In 1994, Whiting was deeply involved in the aftermath of the Ayrton Senna and Roland Ratzenberger fatalities at Imola, as well as the other accidents that blighted that season. It was a difficult time for all involved in the FIA that saw some knee-jerk reactions, including changes to circuits – although at the time tracks were not Whiting’s responsibility.

“To be absolutely honest if one looks back with a rational mind, after Imola 1994 some rather odd things happened. The chicanes in Barcelona and Canada are two that spring to mind. I’d like to think that wouldn’t happen these days.
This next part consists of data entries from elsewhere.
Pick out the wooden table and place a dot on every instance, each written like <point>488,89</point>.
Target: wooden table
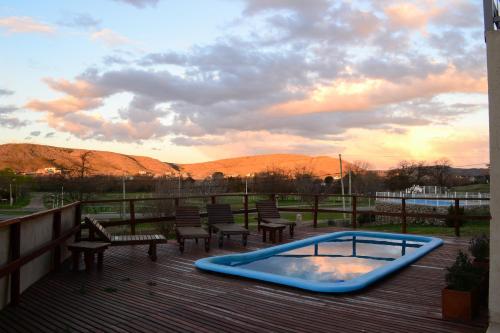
<point>89,250</point>
<point>272,228</point>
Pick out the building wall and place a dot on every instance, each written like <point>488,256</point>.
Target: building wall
<point>493,52</point>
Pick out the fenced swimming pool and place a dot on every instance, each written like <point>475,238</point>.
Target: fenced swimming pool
<point>430,199</point>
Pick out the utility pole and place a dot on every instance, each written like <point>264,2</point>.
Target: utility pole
<point>342,184</point>
<point>11,198</point>
<point>124,195</point>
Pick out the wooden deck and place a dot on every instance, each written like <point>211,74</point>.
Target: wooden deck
<point>133,294</point>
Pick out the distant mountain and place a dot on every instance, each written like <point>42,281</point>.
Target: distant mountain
<point>320,166</point>
<point>31,158</point>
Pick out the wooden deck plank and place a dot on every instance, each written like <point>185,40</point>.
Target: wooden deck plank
<point>136,295</point>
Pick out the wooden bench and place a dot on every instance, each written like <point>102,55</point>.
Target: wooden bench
<point>188,226</point>
<point>221,220</point>
<point>124,240</point>
<point>269,213</point>
<point>272,228</point>
<point>89,250</point>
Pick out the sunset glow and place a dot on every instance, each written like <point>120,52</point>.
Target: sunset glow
<point>193,81</point>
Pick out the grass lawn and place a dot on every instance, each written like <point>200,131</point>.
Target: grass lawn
<point>23,201</point>
<point>484,188</point>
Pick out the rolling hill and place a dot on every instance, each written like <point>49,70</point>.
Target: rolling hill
<point>30,158</point>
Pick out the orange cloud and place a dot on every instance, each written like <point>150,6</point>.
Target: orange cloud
<point>64,105</point>
<point>412,16</point>
<point>364,94</point>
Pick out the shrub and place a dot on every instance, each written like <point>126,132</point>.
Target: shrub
<point>450,221</point>
<point>479,247</point>
<point>462,275</point>
<point>365,218</point>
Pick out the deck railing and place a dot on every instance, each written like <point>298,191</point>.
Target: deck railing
<point>33,245</point>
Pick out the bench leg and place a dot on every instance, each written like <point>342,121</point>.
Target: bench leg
<point>89,261</point>
<point>152,249</point>
<point>181,245</point>
<point>221,239</point>
<point>100,259</point>
<point>75,255</point>
<point>207,244</point>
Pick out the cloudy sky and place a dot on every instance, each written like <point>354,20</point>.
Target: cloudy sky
<point>192,80</point>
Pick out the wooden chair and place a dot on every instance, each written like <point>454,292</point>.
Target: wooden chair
<point>269,213</point>
<point>221,221</point>
<point>188,226</point>
<point>123,240</point>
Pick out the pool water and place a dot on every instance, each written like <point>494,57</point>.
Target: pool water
<point>336,260</point>
<point>334,263</point>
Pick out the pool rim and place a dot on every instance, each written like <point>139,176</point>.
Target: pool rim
<point>358,283</point>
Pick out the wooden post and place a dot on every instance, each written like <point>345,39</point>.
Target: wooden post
<point>245,206</point>
<point>56,233</point>
<point>457,217</point>
<point>15,253</point>
<point>132,217</point>
<point>78,221</point>
<point>315,212</point>
<point>353,214</point>
<point>403,215</point>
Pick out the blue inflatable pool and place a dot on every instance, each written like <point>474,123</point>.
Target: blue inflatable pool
<point>332,263</point>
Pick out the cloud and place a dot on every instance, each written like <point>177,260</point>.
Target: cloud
<point>310,76</point>
<point>6,118</point>
<point>110,38</point>
<point>6,92</point>
<point>139,3</point>
<point>80,20</point>
<point>24,24</point>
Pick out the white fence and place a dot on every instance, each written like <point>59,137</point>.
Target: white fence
<point>472,198</point>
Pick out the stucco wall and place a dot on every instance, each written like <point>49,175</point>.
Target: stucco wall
<point>493,52</point>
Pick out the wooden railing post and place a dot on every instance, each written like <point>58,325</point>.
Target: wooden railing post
<point>456,218</point>
<point>403,215</point>
<point>132,217</point>
<point>56,233</point>
<point>78,221</point>
<point>245,207</point>
<point>315,212</point>
<point>353,214</point>
<point>15,253</point>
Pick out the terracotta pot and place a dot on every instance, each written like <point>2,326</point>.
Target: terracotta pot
<point>459,305</point>
<point>482,264</point>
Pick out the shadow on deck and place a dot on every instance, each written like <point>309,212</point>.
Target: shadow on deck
<point>133,294</point>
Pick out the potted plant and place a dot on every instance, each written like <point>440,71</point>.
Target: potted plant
<point>460,297</point>
<point>479,247</point>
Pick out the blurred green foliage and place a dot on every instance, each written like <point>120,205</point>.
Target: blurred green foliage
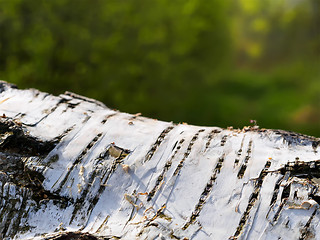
<point>217,63</point>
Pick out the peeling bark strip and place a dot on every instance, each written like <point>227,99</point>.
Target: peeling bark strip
<point>236,161</point>
<point>78,160</point>
<point>164,171</point>
<point>101,174</point>
<point>305,232</point>
<point>157,143</point>
<point>211,136</point>
<point>246,160</point>
<point>276,191</point>
<point>252,200</point>
<point>205,194</point>
<point>187,153</point>
<point>30,210</point>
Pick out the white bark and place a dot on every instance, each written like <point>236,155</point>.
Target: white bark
<point>70,164</point>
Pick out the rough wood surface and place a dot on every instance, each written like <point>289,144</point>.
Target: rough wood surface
<point>71,168</point>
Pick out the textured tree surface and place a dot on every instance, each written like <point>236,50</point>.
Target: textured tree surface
<point>71,168</point>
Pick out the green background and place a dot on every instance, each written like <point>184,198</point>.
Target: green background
<point>217,63</point>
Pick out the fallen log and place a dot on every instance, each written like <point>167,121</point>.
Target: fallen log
<point>71,168</point>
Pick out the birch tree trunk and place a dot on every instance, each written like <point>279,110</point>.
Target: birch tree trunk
<point>73,168</point>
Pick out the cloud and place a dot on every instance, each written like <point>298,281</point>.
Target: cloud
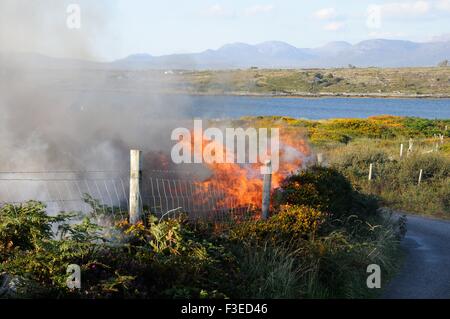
<point>406,8</point>
<point>441,38</point>
<point>443,5</point>
<point>386,34</point>
<point>325,13</point>
<point>334,26</point>
<point>258,9</point>
<point>218,11</point>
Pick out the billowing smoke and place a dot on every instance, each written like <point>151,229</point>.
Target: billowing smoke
<point>65,114</point>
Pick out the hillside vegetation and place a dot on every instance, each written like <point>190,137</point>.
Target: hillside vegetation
<point>351,145</point>
<point>316,244</point>
<point>352,81</point>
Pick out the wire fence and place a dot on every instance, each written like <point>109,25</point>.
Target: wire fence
<point>161,192</point>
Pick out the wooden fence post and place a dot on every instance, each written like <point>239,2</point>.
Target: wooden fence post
<point>267,185</point>
<point>135,186</point>
<point>420,177</point>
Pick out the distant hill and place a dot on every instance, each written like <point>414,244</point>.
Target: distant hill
<point>272,54</point>
<point>275,54</point>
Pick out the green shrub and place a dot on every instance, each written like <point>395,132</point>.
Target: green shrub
<point>324,189</point>
<point>435,167</point>
<point>290,224</point>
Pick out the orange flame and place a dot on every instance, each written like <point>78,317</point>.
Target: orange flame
<point>241,185</point>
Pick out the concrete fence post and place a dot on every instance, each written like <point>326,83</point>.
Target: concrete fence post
<point>135,186</point>
<point>267,185</point>
<point>420,177</point>
<point>319,159</point>
<point>410,146</point>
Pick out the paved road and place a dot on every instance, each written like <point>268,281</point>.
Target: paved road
<point>426,270</point>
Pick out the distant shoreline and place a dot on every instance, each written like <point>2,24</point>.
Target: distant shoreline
<point>324,95</point>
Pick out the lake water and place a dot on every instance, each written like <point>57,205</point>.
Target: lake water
<point>315,108</point>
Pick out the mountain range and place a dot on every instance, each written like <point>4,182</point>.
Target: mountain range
<point>276,54</point>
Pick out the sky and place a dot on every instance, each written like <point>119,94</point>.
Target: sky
<point>112,29</point>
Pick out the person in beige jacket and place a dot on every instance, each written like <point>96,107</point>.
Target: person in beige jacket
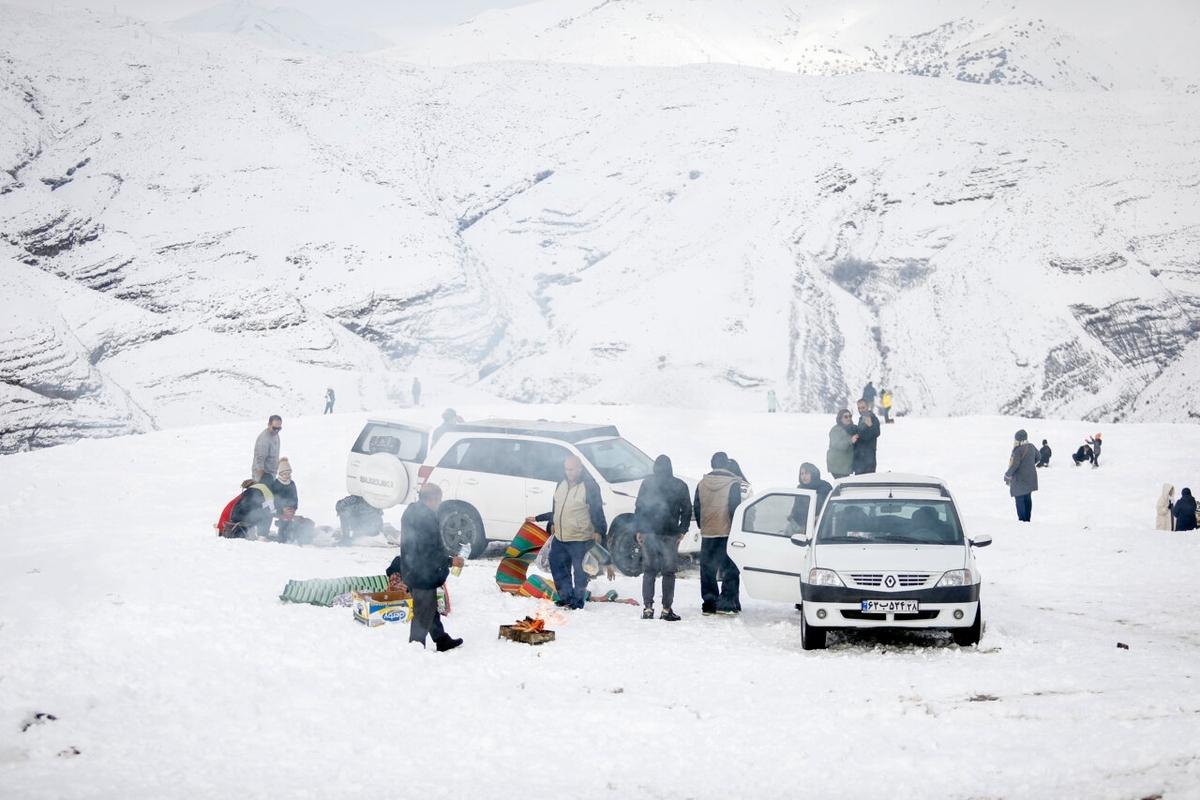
<point>718,495</point>
<point>1163,507</point>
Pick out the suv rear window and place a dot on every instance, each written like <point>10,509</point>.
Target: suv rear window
<point>407,444</point>
<point>617,459</point>
<point>889,522</point>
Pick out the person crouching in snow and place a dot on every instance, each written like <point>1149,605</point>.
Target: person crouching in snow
<point>253,512</point>
<point>1164,506</point>
<point>576,521</point>
<point>663,513</point>
<point>1021,475</point>
<point>425,565</point>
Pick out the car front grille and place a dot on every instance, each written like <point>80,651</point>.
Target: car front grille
<point>904,579</point>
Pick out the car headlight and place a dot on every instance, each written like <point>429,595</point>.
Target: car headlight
<point>957,578</point>
<point>819,577</point>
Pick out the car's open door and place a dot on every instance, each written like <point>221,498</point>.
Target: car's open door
<point>768,542</point>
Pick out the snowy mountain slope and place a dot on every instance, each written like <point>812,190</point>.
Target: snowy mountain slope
<point>1065,44</point>
<point>279,28</point>
<point>551,232</point>
<point>177,672</point>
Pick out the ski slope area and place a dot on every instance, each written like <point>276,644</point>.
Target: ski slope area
<point>195,228</point>
<point>172,668</point>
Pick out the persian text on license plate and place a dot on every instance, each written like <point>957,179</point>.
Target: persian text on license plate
<point>891,606</point>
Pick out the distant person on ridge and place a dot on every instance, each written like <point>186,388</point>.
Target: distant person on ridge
<point>1044,453</point>
<point>1023,475</point>
<point>843,435</point>
<point>661,515</point>
<point>267,450</point>
<point>717,498</point>
<point>868,431</point>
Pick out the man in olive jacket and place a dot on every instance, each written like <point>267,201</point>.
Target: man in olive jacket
<point>718,495</point>
<point>1023,475</point>
<point>424,566</point>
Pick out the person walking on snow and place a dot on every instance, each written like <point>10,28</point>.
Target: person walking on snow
<point>576,522</point>
<point>868,431</point>
<point>661,513</point>
<point>267,450</point>
<point>1185,511</point>
<point>1163,507</point>
<point>425,565</point>
<point>717,498</point>
<point>843,435</point>
<point>1023,475</point>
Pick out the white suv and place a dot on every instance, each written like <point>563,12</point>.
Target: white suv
<point>887,551</point>
<point>496,473</point>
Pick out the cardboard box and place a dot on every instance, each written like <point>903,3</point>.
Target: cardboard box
<point>376,608</point>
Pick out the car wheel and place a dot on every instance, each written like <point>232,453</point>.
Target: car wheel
<point>811,637</point>
<point>461,525</point>
<point>623,547</point>
<point>965,637</point>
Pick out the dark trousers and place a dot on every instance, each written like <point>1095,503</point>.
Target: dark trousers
<point>426,620</point>
<point>567,566</point>
<point>1024,506</point>
<point>660,555</point>
<point>715,565</point>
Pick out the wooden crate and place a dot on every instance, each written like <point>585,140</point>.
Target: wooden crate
<point>528,637</point>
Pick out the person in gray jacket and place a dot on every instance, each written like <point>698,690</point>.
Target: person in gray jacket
<point>1023,475</point>
<point>267,450</point>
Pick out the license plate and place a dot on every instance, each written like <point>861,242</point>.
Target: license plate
<point>891,606</point>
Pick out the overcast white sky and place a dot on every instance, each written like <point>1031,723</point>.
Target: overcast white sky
<point>396,19</point>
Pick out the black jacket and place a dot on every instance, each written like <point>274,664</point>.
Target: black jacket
<point>595,507</point>
<point>663,504</point>
<point>868,437</point>
<point>424,561</point>
<point>1185,512</point>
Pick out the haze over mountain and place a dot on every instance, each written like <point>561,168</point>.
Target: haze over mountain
<point>196,228</point>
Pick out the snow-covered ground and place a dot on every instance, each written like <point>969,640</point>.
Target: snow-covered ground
<point>174,671</point>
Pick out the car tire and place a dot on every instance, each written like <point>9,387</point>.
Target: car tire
<point>811,637</point>
<point>965,637</point>
<point>462,524</point>
<point>627,555</point>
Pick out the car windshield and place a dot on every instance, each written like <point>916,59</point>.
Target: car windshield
<point>889,522</point>
<point>617,461</point>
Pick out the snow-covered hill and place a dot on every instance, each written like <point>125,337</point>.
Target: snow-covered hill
<point>201,228</point>
<point>1081,44</point>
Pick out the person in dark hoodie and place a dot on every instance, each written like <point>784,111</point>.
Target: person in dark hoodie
<point>1185,511</point>
<point>717,498</point>
<point>1021,475</point>
<point>868,431</point>
<point>661,513</point>
<point>576,521</point>
<point>425,565</point>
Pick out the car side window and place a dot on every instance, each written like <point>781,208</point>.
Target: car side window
<point>773,515</point>
<point>541,461</point>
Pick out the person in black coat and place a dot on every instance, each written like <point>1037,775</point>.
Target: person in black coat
<point>1185,511</point>
<point>663,515</point>
<point>425,565</point>
<point>868,431</point>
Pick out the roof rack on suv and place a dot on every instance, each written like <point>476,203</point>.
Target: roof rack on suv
<point>570,432</point>
<point>889,486</point>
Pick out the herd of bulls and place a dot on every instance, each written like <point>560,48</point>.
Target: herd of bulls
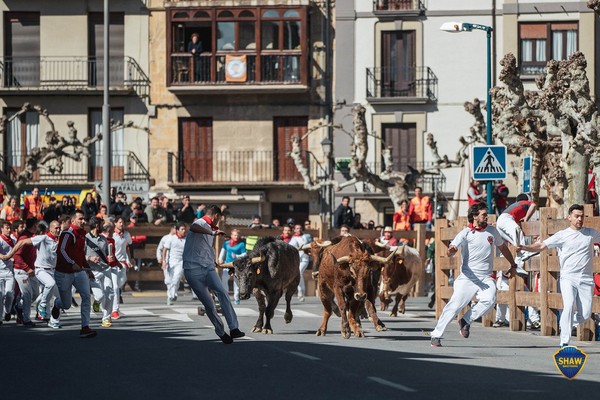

“If there was – heaven forbid – an accident of similar impact should we say, then we would look at it and try and analyse it properly. Although Imola was a very black weekend for the sport, when you looked at everything in isolation there was no one element you could put your finger on and say, ‘Ah, this is what’s gone wrong with F1.’

“I don’t know what, if any, political pressure there was to make lots of changes, but it just seemed to be that some unnecessary things were done. In my personal opinion that chicane in Barcelona was potentially dangerous.”

Charlie Whiting, FIA Delegate observes the scene of the Brendon Hartley, Scuderia Toro Rosso STR13 crash in FP3

Charlie Whiting, FIA Delegate observes the scene of the Brendon Hartley, Scuderia Toro Rosso STR13 crash in FP3

In subsequent years Whiting’s role gradually expanded. In 1996 the race starter role became what would remain his most high-profile job, and it was quickly followed by promotion to both race director and safety delegate, and responsibility for circuits.

“Roland Bruynseraede, who had been safety delegate, starter and race director, left or didn’t get the job for 1996. Max decided that Roger Lane-Nott would be a good bet for the race director’s role. We were left with no one to start the races, so I volunteered, and I’ve done it ever since.

“Everyone agrees that Roger tried hard, but he just didn’t gel with the whole thing. In Monza in 1996 Max said to me that he was not particularly happy with the way things were going, and would I like to do it? I jumped at the chance. I’d be lying if I said that I hadn’t had my eye on that job for a while.”

Whiting would run race control for over two decades, and for most of that time he worked closely with his long-time friend and former Brabham colleague Herbie Blash, who held the title of deputy race director.

His roles extended far beyond overseeing race weekends. He wrote both the sporting and technical regulations, and along with Sid Watkins he played a key role in the FIA’s push for safety that began after the Imola tragedies, and that has continued ever since.

He faced many difficult moments, notably the deaths of track officials Paolo Gislimberti at Monza in 2000, and Graham Beveridge in Melbourne in 2001. Jules Bianchi’s Suzuka accident in 2014 – which led to the Frenchman’s death the following year – was another tough test for the man who was ultimately responsible for safety.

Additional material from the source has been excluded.